The last pre-requisite before getting in to the metadata driving this, is setting up the deployment pipeline. Click the workspaces ribbon (left hand side), and then new deployment pipeline. I've left the deployment stages as-is with development, test, and production, but you can tailor if needed. Once created, attach relevant workspaces to each stage and make sure to press the green tick to assign them.

You'll see some additional items in mine, these haven't been created just yet but are part of the next bit of development. For now, just make sure to select the sample lakehouse and warehouse, and both source and transformed pipelines then deploy to the test workspace. This might take a few minutes on the first deployment, but it usually gets quicker for subsequent deployments when the resources you're changing (e.g. Warehouse) already exist in the target workspace.

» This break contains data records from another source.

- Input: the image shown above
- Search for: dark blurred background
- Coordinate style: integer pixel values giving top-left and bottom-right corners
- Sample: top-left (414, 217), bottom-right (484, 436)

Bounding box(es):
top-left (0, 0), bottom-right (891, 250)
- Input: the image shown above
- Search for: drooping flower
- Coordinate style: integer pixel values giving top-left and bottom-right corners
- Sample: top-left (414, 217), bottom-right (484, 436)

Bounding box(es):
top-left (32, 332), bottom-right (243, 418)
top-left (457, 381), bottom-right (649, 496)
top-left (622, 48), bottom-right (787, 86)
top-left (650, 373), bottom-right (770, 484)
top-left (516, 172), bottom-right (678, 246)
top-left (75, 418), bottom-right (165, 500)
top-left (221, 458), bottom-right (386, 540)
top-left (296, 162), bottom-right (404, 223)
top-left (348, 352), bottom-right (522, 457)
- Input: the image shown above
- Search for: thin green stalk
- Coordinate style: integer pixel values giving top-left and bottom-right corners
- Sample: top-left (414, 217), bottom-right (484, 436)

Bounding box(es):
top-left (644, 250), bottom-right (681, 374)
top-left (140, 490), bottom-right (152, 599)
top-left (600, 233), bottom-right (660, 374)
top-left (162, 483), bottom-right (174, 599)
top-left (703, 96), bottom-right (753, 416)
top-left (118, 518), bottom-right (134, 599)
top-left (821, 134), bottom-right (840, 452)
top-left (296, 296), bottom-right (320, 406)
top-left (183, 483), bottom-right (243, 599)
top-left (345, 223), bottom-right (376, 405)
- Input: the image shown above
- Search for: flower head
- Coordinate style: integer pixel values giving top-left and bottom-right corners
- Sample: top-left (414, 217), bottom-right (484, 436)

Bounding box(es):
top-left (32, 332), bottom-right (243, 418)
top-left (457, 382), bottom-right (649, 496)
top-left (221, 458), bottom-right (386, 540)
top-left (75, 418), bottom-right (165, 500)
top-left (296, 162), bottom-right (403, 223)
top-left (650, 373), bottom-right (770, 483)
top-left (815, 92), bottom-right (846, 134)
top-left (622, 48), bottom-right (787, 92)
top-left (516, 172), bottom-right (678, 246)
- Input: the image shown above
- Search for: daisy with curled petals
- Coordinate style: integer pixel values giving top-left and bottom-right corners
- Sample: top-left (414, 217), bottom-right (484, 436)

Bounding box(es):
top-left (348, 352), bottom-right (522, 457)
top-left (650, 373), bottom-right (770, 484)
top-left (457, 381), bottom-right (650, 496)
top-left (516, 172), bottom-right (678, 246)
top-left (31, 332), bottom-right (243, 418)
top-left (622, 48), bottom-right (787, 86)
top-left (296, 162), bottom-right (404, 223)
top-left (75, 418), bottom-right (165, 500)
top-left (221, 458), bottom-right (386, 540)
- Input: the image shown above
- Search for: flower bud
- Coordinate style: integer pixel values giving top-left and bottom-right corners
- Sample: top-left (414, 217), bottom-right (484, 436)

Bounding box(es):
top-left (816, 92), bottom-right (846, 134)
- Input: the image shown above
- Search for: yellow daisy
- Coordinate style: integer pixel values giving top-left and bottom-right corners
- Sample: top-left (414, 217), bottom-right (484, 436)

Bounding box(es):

I'm not going to run anything in the test workspace, I just wanted to work through this to show what it actually looks like without any metadata driving the deployment. If you open the transformed pipeline in the test workspace, you'll see that the destination is still set to the warehouse in the development workspace.

That brings part 1 to a close, for part 2 of this blog I will walk through the necessary changes to paramaterise inputs that will automatically associate tasks with the current workspace's assets.